基础医学与临床
基礎醫學與臨床
기출의학여림상
BASIC MEDICAL SCIENCES AND CLINICS
2003年
5期
538-542
,共5页
曾琼%赵祝香%李冰%冉丕鑫%陈顺存
曾瓊%趙祝香%李冰%冉丕鑫%陳順存
증경%조축향%리빙%염비흠%진순존
内皮型一氧化氮合酶%克隆
內皮型一氧化氮閤酶%剋隆
내피형일양화담합매%극륭
本研究从人脐静脉血管内皮细胞中提取总RNA,采用逆转录PCR(RT-PCR)方法,扩增出人内皮型一氧化氮合酶(heNOS)cDNA,总长度为3731bp.将其克隆入pUCm-T载体质粒,序列分析表明,克隆所得片段含有完整开放阅读框架,与GenBank中heNOS cDNA序列同源性达99.93%,在此基础上发现有若干核酸多态性.将该基因片段亚克隆到真核表达载体pcDNA3.0上,用脂质体转染法将pcDNA3.0/heNOS转染到COS-7细胞株,RT-PCR、Western blot分别检测到外源性eNOS基因在mRNA水平和蛋白质水平的表达,分析表明所表达的heNOS蛋白质分子量为145ku;L-14C-精氨酸掺入同位素法检测证实所表达的eNOS蛋白具有生物学活性,能将精氨酸氧化为瓜氨酸.

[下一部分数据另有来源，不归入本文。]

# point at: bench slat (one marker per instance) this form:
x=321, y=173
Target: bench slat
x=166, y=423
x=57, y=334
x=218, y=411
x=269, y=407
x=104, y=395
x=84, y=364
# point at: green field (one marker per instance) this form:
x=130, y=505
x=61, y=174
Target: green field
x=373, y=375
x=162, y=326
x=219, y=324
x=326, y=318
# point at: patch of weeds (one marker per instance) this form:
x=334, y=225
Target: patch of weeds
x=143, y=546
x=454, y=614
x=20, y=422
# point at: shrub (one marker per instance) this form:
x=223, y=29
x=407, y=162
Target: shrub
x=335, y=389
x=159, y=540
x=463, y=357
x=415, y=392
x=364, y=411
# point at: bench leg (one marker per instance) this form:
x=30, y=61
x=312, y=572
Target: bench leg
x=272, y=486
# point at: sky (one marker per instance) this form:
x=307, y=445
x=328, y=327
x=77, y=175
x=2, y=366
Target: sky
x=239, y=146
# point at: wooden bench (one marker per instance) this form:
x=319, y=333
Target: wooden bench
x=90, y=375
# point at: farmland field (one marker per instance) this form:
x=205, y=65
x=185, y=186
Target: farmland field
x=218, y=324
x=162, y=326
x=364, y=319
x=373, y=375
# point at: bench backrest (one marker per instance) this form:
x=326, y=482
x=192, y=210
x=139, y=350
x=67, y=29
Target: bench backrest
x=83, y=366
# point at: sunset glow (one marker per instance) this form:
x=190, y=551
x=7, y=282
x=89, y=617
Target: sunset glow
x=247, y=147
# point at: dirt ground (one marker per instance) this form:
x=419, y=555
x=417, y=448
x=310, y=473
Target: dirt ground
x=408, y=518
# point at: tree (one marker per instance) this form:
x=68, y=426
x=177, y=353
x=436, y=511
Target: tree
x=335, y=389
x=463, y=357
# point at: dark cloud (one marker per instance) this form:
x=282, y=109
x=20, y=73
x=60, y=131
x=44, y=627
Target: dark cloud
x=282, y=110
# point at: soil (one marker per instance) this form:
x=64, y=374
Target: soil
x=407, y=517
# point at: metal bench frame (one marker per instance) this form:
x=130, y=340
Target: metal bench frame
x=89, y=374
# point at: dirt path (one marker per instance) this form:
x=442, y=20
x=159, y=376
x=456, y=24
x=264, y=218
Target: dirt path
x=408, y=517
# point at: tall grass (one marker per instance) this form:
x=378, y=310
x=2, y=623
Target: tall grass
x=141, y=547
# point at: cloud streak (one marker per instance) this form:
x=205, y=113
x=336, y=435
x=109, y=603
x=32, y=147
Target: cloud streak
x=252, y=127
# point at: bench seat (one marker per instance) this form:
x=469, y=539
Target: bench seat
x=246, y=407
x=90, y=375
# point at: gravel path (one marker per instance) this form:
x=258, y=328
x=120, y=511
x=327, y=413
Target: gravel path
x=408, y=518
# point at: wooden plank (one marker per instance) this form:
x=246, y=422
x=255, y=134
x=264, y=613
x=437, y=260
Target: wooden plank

本研究從人臍靜脈血管內皮細胞中提取總RNA,採用逆轉錄PCR(RT-PCR)方法,擴增齣人內皮型一氧化氮閤酶(heNOS)cDNA,總長度為3731bp.將其剋隆入pUCm-T載體質粒,序列分析錶明,剋隆所得片段含有完整開放閱讀框架,與GenBank中heNOS cDNA序列同源性達99.93%,在此基礎上髮現有若榦覈痠多態性.將該基因片段亞剋隆到真覈錶達載體pcDNA3.0上,用脂質體轉染法將pcDNA3.0/heNOS轉染到COS-7細胞株,RT-PCR、Western blot分彆檢測到外源性eNOS基因在mRNA水平和蛋白質水平的錶達,分析錶明所錶達的heNOS蛋白質分子量為145ku;L-14C-精氨痠摻入同位素法檢測證實所錶達的eNOS蛋白具有生物學活性,能將精氨痠氧化為瓜氨痠.
본연구종인제정맥혈관내피세포중제취총RNA,채용역전록PCR(RT-PCR)방법,확증출인내피형일양화담합매(heNOS)cDNA,총장도위3731bp.장기극륭입pUCm-T재체질립,서렬분석표명,극륭소득편단함유완정개방열독광가,여GenBank중heNOS cDNA서렬동원성체99.93%,재차기출상발현유약간핵산다태성.장해기인편단아극륭도진핵표체재체pcDNA3.0상,용지질체전염법장pcDNA3.0/heNOS전염도COS-7세포주,RT-PCR、Western blot분별검측도외원성eNOS기인재mRNA수평화단백질수평적표체,분석표명소표체적heNOS단백질분자량위145ku;L-14C-정안산참입동위소법검측증실소표체적eNOS단백구유생물학활성,능장정안산양화위과안산.